Impeding, or just not encouraging, job growth in rural communities devastates them far more than rare eminent domain issues. Building all new infrastructure can quickly turn an endeavor unprofitable, resulting in it not being done at all.
There is a balance, but I favor the use of eminent domain to expand economic opportunities to rural areas, as long as the buyouts are above market rate. Those that are affected are often the wealthier and older homeowners, not the struggling young families that most need help.
This is all very easy when it's "them". An HN user looks from afar and decide what's better for those rural folk. Those undeveloped types. The basket.
The reality: the government is attempting to take these peoples' property, ultimately under threat of force, in order to transfer it to a for-profit corporation in violation of state law. It does not meet the legal requirements for blight or for eminent domain under Wisconsin law. It is illegal.

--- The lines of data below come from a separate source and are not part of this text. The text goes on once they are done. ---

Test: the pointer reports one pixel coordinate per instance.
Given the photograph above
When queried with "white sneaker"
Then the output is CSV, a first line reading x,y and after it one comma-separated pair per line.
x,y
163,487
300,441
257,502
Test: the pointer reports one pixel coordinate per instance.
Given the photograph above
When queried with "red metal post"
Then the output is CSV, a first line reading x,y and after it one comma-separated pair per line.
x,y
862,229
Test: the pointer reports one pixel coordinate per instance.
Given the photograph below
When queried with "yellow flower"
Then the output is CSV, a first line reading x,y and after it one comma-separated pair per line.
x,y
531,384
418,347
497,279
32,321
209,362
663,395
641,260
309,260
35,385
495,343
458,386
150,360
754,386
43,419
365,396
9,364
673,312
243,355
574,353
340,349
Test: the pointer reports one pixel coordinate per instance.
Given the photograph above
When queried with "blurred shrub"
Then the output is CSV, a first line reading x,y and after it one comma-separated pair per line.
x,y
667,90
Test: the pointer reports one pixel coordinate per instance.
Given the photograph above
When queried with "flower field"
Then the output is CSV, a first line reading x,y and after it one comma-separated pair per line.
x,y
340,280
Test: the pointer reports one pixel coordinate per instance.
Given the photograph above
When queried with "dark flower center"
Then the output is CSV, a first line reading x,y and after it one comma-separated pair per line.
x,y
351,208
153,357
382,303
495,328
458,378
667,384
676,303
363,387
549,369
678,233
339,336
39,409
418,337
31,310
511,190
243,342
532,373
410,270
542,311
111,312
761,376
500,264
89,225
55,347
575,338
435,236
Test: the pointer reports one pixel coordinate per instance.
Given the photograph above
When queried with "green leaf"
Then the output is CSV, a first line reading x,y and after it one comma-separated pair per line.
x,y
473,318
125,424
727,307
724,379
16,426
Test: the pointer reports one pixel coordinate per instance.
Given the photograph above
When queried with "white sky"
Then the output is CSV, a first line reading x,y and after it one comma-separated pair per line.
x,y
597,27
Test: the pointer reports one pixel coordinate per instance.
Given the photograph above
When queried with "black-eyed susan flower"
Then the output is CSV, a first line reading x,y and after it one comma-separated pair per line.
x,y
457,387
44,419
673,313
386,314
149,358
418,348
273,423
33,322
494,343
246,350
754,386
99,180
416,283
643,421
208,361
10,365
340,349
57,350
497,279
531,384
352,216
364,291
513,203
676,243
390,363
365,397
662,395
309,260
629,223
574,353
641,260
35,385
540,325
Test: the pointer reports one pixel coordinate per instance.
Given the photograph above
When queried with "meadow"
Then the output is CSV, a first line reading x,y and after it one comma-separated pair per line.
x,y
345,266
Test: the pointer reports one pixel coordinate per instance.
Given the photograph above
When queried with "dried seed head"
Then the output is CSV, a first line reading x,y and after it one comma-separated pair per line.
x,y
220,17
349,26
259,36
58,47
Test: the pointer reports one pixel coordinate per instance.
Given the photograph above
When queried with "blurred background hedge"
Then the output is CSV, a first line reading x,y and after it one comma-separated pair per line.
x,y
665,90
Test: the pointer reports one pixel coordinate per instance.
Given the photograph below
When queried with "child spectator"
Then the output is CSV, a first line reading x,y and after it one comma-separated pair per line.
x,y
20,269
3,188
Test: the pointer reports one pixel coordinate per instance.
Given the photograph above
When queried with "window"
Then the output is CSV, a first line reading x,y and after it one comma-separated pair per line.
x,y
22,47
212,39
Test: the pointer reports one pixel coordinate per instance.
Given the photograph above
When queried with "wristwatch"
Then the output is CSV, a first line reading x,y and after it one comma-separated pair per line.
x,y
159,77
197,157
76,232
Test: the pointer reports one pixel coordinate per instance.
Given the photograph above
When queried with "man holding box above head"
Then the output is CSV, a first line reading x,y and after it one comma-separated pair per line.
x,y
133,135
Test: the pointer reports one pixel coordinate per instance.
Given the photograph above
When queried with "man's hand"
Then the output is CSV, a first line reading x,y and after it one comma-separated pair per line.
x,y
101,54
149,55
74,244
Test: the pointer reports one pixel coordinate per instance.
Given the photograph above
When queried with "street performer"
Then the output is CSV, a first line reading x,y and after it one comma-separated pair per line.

Watch someone try to illegally bulldoze your own home you paid for and built, making you incur substantial moving expenses and disruption, destroying a place where you've built memories – all in exchange for a bunch of Foxconn temp agency jobs – and then tell me how you feel.
Then find a way to do it that's legal. The scheme described in the article is illegal, and illegal activity is the most short-sighted way possible to economic growth. The area is prima facie not blighted as described by Wisconsin statute, and is therefore prohibited from being subjected to eminent domain for purposes of transfer to a private corporation.
That must be why Foxconn factories have -extensive- barbed wire on top of their buildings to prevent employee suicides.
Second, can we please agree this is NOT eminent domain. This is about government corruption to lower the cost of the eminent domain action to follow. Eminent domain would be that the government buys the house at market price, so that the people can buy a reasonably similar house somewhere else. That would, of course, satisfy all your objections.
The government is working to destroy these houses without compensation, so they can save something like perhaps $5 million (maybe not even that) while throwing these people into the street.
People are not opposed to this because their opinion is that these homeowners should be allowed to block economic development of a large area. People are opposed to this because they do not believe throwing these people into the street to save the government and the biggest corporation on the planet a small amount of money is acceptable. The government should be forced to pay as normal under eminent domain rules, and it should extract that money from the company wishing to settle there.
It strikes me as more than a little Orwellian to describe basic respect for property rights as "impeding job growth." What next, failing to plead guilty in court is impeding justice?
There is a balance, but I favor the use of eminent domain to expand economic opportunities to rural areas, as long as the buyouts are above market rate. Those that are affected are often the wealthier and older homeowners, not the struggling young families that most need help.